AI Leaders' Handbook

AI Factories: Hype or real?

9/24/20252 min read

“Every company will be an AI company, and every company will have its own AI factory. AI Infrastructure will be one of the most important capital investments of the future.” – Jensen Huang, CEO of NVIDIA

What Is An AI Factory?

A factory turns raw material into a product.

AI factories turn data and electricity into tokens -- responses, train of thought, or other AI generated content.

"AI factory" is the latest rebranding of "datacenter"

The name is an improvement that more accurately describes how modern compute facilities are used: to create AI, rather than just to store data.

What Does An AI Factory Look Like?

An AI factory is essentially a warehouse full of computers.
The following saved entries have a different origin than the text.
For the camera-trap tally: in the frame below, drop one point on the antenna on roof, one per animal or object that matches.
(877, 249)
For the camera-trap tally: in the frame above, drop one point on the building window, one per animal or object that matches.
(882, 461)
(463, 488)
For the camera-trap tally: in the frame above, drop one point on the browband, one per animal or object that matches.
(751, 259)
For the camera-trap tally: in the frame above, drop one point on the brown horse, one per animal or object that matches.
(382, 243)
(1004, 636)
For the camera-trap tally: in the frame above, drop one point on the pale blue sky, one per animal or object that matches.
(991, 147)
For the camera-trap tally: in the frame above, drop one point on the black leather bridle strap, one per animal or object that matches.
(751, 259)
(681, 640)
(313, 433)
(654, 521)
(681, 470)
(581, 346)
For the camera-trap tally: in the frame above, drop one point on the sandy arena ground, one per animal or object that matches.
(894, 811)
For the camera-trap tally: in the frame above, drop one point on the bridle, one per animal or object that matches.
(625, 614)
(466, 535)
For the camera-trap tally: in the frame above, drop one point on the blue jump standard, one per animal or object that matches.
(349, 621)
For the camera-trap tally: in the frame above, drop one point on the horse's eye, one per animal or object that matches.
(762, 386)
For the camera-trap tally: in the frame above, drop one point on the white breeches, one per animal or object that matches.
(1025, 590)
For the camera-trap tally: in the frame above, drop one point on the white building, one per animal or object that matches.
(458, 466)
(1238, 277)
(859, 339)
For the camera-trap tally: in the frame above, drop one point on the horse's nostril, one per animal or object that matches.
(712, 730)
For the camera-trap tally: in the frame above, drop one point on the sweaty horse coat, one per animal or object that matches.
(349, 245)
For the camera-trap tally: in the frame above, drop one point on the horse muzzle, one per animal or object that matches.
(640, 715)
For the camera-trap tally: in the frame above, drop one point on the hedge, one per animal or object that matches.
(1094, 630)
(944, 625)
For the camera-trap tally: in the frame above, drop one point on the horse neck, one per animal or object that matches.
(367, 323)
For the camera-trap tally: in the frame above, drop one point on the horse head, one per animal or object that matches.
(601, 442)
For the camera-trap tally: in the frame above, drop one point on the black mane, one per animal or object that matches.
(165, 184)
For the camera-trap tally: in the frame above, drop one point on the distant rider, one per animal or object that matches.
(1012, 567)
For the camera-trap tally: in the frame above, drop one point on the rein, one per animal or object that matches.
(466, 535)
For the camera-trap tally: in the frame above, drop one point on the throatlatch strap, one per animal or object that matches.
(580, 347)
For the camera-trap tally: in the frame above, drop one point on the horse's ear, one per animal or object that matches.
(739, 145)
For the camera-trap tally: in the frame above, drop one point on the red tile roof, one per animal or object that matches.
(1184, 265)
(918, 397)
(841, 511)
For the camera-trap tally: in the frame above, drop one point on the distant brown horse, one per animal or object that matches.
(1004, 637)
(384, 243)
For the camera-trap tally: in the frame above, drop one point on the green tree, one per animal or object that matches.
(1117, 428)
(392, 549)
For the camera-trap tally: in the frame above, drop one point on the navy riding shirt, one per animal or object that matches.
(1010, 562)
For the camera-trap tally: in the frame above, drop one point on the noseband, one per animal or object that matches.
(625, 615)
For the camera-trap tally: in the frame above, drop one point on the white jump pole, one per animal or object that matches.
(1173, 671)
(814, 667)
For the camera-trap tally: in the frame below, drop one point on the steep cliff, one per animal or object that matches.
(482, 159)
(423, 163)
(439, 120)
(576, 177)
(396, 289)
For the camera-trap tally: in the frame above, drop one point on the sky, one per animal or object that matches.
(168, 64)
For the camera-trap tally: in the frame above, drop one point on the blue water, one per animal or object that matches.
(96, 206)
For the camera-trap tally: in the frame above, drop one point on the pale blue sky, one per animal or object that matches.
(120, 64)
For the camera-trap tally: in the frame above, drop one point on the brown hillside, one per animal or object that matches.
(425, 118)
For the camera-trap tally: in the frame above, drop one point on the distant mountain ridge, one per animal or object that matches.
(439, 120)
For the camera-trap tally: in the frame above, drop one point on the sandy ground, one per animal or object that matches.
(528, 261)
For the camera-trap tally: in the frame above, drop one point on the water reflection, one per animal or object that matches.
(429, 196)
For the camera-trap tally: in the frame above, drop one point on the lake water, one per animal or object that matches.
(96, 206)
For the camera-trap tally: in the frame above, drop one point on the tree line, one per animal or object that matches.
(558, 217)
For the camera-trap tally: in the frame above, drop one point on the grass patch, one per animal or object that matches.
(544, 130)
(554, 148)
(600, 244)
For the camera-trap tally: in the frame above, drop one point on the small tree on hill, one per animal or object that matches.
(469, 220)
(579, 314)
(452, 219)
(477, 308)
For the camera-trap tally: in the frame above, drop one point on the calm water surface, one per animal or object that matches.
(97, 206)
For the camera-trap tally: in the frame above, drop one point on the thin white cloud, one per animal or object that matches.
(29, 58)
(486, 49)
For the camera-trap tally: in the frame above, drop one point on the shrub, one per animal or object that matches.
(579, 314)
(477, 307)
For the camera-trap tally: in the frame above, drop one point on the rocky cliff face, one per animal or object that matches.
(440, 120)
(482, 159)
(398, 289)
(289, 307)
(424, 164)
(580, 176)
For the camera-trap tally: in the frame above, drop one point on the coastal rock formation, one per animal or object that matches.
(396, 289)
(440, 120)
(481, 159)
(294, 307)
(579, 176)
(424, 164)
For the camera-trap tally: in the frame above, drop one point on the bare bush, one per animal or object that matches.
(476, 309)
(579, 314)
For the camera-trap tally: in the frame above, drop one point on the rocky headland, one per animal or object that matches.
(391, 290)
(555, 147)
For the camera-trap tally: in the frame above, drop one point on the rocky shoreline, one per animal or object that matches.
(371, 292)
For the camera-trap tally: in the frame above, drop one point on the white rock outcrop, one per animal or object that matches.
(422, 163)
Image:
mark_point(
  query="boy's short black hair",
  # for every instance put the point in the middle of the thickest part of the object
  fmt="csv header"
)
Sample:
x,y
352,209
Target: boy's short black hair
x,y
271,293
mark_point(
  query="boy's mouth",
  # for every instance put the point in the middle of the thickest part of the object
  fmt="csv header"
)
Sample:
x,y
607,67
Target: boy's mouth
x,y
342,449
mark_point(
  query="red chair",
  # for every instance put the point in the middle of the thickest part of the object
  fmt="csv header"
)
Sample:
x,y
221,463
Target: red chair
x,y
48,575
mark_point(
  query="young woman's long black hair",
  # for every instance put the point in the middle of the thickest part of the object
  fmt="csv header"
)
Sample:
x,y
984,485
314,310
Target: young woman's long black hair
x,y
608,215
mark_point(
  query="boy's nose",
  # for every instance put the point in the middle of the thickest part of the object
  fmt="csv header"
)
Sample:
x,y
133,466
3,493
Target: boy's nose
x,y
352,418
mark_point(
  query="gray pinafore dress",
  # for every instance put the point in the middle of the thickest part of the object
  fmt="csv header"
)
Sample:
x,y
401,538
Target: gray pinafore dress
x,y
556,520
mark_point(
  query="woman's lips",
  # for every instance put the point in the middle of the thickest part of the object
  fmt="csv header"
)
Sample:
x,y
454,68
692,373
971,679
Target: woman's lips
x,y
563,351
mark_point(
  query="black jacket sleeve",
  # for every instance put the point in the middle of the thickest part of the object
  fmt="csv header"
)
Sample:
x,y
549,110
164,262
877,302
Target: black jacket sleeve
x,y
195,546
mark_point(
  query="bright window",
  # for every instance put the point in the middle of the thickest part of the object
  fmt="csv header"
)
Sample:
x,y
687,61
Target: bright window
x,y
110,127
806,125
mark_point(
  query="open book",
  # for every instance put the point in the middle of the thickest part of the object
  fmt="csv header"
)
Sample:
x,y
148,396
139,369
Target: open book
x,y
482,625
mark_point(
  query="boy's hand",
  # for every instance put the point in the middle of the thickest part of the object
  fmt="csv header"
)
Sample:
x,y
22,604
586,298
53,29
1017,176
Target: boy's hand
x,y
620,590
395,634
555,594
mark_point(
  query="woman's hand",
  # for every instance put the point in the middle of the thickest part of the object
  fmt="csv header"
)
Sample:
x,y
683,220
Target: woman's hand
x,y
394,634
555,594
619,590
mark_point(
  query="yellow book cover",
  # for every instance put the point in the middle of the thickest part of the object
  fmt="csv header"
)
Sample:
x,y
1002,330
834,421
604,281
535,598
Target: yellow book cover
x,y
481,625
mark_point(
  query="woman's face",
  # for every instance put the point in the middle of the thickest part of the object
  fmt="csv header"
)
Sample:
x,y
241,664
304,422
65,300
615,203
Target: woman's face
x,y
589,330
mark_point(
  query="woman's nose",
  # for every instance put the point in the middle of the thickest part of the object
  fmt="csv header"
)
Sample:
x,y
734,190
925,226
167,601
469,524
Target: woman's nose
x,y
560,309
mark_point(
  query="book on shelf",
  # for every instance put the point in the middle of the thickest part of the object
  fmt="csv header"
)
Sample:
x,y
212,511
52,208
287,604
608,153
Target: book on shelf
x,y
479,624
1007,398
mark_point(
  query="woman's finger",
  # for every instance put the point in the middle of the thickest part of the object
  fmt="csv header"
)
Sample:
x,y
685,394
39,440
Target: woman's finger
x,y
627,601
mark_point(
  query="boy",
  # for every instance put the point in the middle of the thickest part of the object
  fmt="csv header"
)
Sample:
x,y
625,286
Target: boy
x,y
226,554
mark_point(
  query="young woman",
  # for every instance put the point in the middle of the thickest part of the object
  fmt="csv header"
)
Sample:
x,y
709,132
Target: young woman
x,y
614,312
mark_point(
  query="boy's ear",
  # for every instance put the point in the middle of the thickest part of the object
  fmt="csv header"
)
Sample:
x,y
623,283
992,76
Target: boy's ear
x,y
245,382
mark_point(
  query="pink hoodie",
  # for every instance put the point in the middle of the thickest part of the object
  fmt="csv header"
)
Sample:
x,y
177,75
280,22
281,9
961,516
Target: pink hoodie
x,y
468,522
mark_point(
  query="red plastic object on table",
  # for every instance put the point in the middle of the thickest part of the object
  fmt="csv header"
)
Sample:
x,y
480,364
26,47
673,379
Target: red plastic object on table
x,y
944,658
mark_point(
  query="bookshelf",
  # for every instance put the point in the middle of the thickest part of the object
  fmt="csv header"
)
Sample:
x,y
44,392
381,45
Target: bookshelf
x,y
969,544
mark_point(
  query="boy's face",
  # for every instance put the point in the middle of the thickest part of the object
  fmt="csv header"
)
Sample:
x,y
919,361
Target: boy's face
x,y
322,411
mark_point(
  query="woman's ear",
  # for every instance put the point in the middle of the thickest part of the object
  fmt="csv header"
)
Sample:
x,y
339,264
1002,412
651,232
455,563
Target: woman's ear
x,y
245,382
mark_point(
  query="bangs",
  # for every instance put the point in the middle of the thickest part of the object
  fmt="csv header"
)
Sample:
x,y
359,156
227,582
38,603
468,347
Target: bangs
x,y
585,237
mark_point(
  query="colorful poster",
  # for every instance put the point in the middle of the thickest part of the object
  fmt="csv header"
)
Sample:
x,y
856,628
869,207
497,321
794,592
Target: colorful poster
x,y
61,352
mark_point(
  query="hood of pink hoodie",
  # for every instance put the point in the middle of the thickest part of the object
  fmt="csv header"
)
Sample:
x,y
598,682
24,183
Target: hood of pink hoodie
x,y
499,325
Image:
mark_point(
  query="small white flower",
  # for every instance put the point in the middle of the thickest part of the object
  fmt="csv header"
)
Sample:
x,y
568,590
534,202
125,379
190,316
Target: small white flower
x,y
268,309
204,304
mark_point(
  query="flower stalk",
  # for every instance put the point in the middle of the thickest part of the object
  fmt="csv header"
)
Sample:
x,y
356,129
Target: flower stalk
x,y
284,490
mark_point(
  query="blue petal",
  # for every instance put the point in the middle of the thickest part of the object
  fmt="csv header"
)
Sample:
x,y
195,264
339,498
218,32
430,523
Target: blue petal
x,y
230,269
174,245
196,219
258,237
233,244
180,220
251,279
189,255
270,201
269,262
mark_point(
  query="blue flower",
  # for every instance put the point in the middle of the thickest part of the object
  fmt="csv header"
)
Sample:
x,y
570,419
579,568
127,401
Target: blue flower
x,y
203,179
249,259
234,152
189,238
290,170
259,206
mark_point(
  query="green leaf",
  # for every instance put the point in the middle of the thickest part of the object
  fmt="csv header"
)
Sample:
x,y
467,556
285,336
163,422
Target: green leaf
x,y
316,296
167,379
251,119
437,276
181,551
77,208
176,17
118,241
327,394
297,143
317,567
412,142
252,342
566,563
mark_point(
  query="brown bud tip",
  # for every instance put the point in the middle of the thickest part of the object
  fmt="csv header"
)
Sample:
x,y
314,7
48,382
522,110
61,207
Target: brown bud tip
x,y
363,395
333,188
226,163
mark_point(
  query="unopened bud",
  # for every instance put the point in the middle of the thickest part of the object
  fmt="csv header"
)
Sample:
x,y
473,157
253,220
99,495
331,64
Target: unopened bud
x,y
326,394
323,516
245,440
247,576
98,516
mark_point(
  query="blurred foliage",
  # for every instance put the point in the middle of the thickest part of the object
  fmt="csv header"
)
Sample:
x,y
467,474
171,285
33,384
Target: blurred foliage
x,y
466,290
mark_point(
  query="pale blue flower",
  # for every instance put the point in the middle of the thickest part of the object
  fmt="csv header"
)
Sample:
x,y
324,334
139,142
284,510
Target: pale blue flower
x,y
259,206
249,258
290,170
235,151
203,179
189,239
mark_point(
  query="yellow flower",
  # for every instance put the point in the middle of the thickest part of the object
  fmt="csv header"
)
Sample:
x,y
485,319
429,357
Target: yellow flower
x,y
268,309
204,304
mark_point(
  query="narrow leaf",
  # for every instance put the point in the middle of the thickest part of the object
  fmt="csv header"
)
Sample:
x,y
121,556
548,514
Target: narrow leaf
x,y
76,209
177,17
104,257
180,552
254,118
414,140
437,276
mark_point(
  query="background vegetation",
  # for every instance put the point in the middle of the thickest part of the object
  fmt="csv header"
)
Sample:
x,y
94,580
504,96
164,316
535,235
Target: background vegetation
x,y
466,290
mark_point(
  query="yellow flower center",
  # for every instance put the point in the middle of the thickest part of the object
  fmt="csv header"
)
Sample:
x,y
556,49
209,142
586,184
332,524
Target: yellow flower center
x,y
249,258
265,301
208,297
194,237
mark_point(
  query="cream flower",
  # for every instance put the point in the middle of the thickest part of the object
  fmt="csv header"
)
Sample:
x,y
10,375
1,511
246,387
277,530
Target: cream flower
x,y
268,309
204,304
These computers are GPUs (graphics processing units, likely made by Nvidia).

If you wanted a more powerful computer than the one that sits under your desk, you would add more GPUs. To do that, you'd need a bigger container. Keep adding GPUs and making the container bigger, until its the size of a warehouse, and you've got an AI factory.

What An AI Factory Does

AI factories are doing one of two things:

  1. Training Mode: Training or fine-tuning new models.
  2. Inference Mode: Serving tokens from already trained models to users.

Training Mode

During training, a model is asked to make predictions (generate tokens, images, etc). The model output is compared to a target, and the difference gives an idea of how it should improve. This process is repeated perhaps billions of times, making small improvements at each step. Until the model is trained, the predictions won't be great, so during training they are thrown away.

Each prediction is the result of a mathematical calculation run on a computer, the electricity used to run that calculation is the power demanded by the AI factory.

Fine-Tuning

Training mode also covers fine-tuning, which is where you take an existing model and show it more specific examples of the niche problem you wish it could solves, until it learns the pattern.

Example fine-tuning use-cases:

  • Making a text model less biased.
  • Teaching an LLM medical or legal jargon.
  • Specializing a generic image classifier to recognize different types of specialized machinery on your construction site that you want to monitor.

Inference Mode

During inference (also referred to as serving), requests from real customers or end-users are sent to the AI factory so that an AI can generate a response.

Conclusion

Conclusion: AI factories are real, not hype, but definitely squeezing juice from the fresh marketing label.